I have two receptor structures: one is a crystal structure in the open conformation with iron and cofactor only, the other is a model in the closed conformation with both iron, solvent (which occupies the cofactor position) and substrate. The difference between the two structures is the flap region opening or closing. How should I go about finding inhibitor candidates with Glide?

The answer probably depends on the operation of the receptor and inhibitors. It also depends on if you are looking for cofactor-competitive inhibitors, substrate-competitive inhibitors, or both.

For cofactor-competitive inhibitors, you could use the open cofactor structure, picking the cofactor during grid generation setup so it is removed (to make room for ligands to dock).

For substrate-competitive inhibitors, you could use the closed substrate structure, picking the substrate as the ligand. You also could try docking to the open structure, but retaining the cofactor (i.e., searching just the substrate pocket); if the substrates interact directly with the cofactor, this might be an important case to consider.

To allow for inhibitors that span the cofactor and substrate pockets (if possible), you could try setting the grid center and size such that the whole active site can be explored.

If the iron bound to the receptor (in addition to being bound to the cofactor/substrate), has a consistent position in the two structures you should leave it in the receptor structure during docking. This means you'll have to break any zero-order bonds between the iron and the molecule you pick as the ligand during Grid Generation.

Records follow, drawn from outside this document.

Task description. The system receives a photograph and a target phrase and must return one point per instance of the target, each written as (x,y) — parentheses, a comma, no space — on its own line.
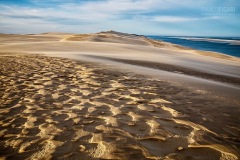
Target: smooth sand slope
(119,96)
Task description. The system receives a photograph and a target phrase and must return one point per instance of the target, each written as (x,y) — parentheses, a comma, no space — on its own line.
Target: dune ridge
(68,109)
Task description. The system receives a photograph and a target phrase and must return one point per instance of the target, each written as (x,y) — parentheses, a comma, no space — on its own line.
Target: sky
(144,17)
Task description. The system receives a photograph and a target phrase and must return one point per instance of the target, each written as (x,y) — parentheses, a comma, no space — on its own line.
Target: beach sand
(63,103)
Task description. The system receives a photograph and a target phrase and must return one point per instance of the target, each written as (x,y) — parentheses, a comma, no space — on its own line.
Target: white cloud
(176,19)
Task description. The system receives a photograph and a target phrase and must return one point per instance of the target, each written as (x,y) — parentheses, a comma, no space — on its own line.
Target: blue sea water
(226,45)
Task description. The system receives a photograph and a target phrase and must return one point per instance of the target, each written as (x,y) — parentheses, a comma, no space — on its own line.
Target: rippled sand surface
(56,108)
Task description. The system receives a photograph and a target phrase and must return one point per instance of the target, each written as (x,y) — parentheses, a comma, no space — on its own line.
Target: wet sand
(70,108)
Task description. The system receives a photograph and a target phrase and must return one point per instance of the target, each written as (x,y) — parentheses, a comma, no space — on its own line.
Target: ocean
(226,45)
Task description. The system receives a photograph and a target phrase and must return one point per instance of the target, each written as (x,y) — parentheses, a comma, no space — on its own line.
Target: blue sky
(147,17)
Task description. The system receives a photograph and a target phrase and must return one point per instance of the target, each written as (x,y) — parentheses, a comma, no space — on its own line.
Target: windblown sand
(56,108)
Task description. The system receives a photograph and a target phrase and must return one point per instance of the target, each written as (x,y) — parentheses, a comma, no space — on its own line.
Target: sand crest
(56,108)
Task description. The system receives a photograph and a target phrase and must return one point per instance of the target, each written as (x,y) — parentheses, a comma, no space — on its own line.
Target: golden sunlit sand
(58,106)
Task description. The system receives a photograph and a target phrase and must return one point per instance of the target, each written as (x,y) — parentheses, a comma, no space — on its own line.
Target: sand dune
(71,105)
(60,108)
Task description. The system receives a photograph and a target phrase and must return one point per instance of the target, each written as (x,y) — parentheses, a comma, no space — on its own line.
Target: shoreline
(202,52)
(115,96)
(77,108)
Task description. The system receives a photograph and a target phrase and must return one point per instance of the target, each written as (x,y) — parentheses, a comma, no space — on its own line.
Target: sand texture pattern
(56,108)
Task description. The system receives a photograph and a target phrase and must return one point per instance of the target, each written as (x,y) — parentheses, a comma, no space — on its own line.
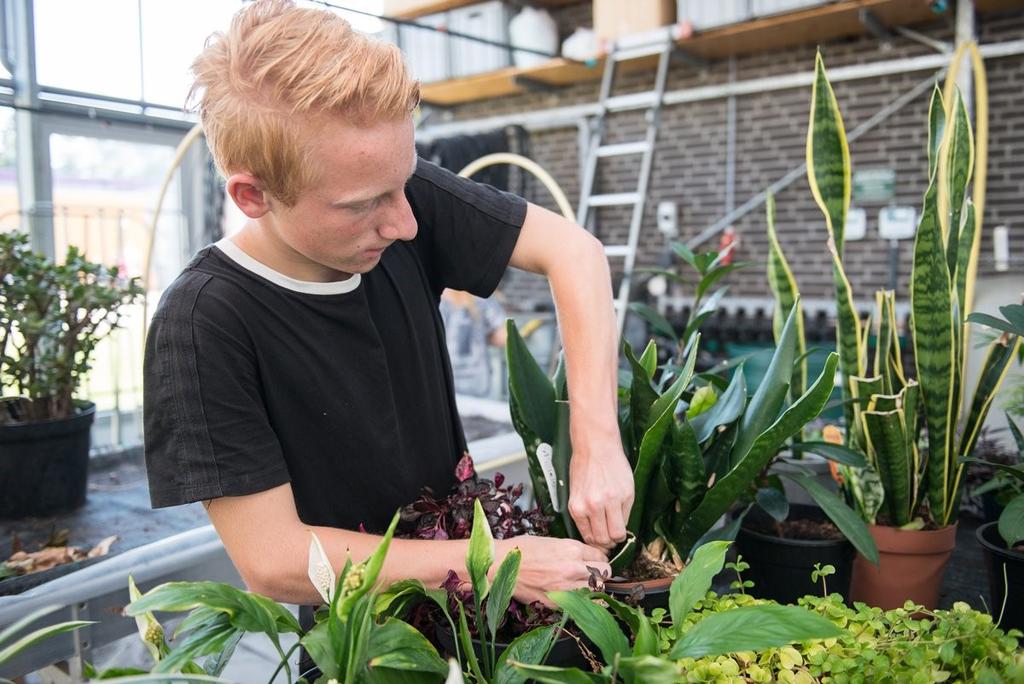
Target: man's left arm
(573,261)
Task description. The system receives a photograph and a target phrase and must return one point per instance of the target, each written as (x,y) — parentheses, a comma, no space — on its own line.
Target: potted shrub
(912,431)
(51,317)
(689,470)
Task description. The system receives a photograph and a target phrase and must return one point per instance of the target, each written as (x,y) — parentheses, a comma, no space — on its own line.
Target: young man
(296,374)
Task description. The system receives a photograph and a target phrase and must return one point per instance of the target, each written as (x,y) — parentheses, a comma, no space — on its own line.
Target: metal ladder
(658,43)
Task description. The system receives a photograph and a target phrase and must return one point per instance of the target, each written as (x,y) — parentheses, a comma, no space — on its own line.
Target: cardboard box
(619,17)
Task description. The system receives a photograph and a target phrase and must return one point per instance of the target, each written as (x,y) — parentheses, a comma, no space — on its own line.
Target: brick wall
(690,164)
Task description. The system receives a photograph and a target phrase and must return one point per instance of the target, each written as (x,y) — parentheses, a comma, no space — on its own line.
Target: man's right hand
(550,564)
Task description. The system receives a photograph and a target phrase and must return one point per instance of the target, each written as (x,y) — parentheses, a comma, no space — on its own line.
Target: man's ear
(248,194)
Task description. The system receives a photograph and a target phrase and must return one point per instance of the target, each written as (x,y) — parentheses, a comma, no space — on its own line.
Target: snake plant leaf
(932,310)
(845,517)
(642,393)
(693,583)
(887,439)
(479,553)
(501,591)
(828,156)
(561,455)
(1011,522)
(936,129)
(783,287)
(688,484)
(954,175)
(838,453)
(728,408)
(656,321)
(993,371)
(662,416)
(967,238)
(770,395)
(529,389)
(726,490)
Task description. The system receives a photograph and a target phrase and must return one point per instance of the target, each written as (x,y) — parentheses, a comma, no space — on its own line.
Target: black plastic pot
(44,465)
(780,568)
(998,559)
(655,592)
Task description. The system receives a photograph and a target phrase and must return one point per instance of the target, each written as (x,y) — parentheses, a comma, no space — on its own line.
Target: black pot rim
(999,551)
(86,413)
(783,541)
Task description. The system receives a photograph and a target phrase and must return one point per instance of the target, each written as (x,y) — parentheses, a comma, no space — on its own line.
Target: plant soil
(798,529)
(645,567)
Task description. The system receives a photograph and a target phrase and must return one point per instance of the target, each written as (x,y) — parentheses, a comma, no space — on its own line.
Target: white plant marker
(455,673)
(321,572)
(544,455)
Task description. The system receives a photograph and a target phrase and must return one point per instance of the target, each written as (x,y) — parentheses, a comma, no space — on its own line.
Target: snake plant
(689,467)
(883,409)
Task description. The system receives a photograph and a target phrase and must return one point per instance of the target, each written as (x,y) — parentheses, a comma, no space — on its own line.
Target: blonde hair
(278,73)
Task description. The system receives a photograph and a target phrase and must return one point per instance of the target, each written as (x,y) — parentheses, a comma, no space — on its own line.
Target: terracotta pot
(655,592)
(910,566)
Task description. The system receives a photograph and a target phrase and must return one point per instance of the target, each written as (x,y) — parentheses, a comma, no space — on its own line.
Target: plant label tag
(544,456)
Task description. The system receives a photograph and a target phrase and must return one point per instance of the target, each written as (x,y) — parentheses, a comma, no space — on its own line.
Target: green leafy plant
(1011,522)
(689,467)
(907,644)
(883,409)
(653,649)
(710,268)
(479,615)
(820,572)
(13,642)
(51,317)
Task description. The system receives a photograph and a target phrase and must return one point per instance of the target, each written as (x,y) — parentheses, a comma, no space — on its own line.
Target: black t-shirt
(342,389)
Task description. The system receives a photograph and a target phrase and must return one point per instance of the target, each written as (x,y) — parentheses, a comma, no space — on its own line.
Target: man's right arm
(269,546)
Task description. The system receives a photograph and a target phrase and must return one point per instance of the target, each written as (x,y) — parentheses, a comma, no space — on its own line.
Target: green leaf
(845,517)
(397,645)
(593,621)
(702,400)
(480,554)
(936,129)
(33,638)
(773,503)
(769,398)
(501,591)
(837,453)
(692,584)
(932,305)
(529,648)
(752,628)
(529,388)
(1012,522)
(728,408)
(551,675)
(726,490)
(783,287)
(656,321)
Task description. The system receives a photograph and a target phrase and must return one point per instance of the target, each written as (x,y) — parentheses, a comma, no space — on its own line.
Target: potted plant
(792,527)
(689,469)
(912,431)
(51,317)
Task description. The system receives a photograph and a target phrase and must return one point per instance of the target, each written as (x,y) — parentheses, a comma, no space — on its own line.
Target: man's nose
(400,223)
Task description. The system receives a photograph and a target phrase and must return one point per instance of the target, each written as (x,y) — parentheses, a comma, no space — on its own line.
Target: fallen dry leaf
(27,562)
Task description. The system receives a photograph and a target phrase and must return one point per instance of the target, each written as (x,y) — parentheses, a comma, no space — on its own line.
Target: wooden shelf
(814,25)
(409,9)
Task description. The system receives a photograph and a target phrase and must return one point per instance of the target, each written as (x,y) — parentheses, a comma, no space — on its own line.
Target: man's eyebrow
(345,204)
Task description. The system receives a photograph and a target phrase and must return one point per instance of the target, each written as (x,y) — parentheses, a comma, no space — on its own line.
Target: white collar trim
(235,253)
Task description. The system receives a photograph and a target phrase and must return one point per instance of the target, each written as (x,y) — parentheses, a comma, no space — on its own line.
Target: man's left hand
(600,493)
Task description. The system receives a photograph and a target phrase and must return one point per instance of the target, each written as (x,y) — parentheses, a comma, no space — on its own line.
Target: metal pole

If you don't have a crystal structure with both the cofactor and the substrate, it might be that the absence of the cofactor has affected the receptor conformation in the substrate-only crystal structure. You could consider using IFD to generate a receptor conformation with both the cofactor and the substrate, and then use that for docking. If the substrate is a small molecule, you probably should use the open cofactor structure as the starting structure for IFD (fitting in the substrate). If the substrate is a large, flexbile molecule (e.g., a peptide), it might be better to start IFD with the substrate-only structure (fitting in the cofactor).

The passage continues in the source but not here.